数据派生枚举的基数

Question

建议使用什么方法来获取派生枚举的数据类型的基数。

--given    
data ABC = A | B | C deriving (Enum)
--want 3

Answer 1

也派生Bounded。

data ABC = A | B | C deriving (Enum, Bounded)

然后minBound :: ABC为A，maxBound :: ABC为C，而fromEnum (maxBound :: ABC) - fromEnum (minBound :: ABC) + 1为3。这是简单有效的方法，因此几乎可以肯定是最佳选择

另一个选择：

将{-# language DeriveDataTypeable #-}添加到文件顶部，然后导入Data.Data。然后也为您的类型派生一个Data的实例。现在length . dataTypeConstrs . dataTypeOf $ (undefined :: ABC)是3。这虽然不太复杂，但可能会更慢。

另一个选择：

启用{-# language DeriveGeneric, FlexibleContexts, TypeOperators, KindSignatures, DefaultSignatures, ScopedTypeVariables, AllowAmbiguousTypes, TypeApplications #-}并导入GHC.Generics和Data.Kind。
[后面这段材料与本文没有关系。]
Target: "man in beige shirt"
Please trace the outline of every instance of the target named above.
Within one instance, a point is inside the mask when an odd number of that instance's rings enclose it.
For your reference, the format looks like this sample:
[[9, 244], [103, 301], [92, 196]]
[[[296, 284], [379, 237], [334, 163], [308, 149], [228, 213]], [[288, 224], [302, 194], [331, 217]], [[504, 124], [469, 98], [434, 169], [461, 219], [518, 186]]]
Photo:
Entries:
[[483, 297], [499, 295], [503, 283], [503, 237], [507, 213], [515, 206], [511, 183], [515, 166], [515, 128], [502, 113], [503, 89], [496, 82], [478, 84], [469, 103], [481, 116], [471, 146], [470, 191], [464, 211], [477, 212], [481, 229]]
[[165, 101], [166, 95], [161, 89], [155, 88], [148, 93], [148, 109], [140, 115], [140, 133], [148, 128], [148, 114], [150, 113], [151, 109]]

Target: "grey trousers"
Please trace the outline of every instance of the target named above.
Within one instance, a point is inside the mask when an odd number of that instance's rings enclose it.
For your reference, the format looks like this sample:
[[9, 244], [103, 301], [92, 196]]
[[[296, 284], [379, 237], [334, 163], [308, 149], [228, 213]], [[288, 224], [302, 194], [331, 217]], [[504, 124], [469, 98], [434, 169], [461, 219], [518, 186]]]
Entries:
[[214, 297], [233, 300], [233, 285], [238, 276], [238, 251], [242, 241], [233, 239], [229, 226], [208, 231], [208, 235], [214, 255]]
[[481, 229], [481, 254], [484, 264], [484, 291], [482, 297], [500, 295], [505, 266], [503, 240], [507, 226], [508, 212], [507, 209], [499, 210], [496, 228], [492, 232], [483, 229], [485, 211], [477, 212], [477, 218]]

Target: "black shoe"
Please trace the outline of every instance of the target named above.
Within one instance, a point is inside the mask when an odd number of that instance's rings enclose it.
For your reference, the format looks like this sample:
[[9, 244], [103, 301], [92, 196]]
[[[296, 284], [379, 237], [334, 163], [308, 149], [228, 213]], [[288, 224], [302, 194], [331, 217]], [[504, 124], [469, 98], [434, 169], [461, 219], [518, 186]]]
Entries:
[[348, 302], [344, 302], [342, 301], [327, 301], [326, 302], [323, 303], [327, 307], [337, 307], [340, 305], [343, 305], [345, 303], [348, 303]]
定义

class ConCount a where
  conCount :: Int
  -- The Generic constraint here isn't strictly necessary,
  -- but omitting it will tend to lead to inscrutable
  -- error messages for missing Generic instances.
  default conCount :: (Generic a, GConCount (Rep a)) => Int
  conCount = gconCount @(Rep a)

class GConCount (f :: Type -> Type) where
  gconCount :: Int

instance GConCount f => GConCount (M1 i c f) where
  gconCount = gconCount @f

instance GConCount U1 where
  gconCount = 1

instance GConCount V1 where
  gconCount = 0

instance GConCount (a :*: b) where
  gconCount = 1

instance (GConCount f, GConCount g) => GConCount (f :+: g) where
  gconCount = gconCount @f + gconCount @g

instance GConCount (K1 i c) where
  gconCount = 1

现在您可以定义

data ABC = A | B | C deriving Generic

instance ConCount ABC

并使用conCount @ABC获取ABC中的构造函数数。这应该是有效的，但是有点过于复杂了。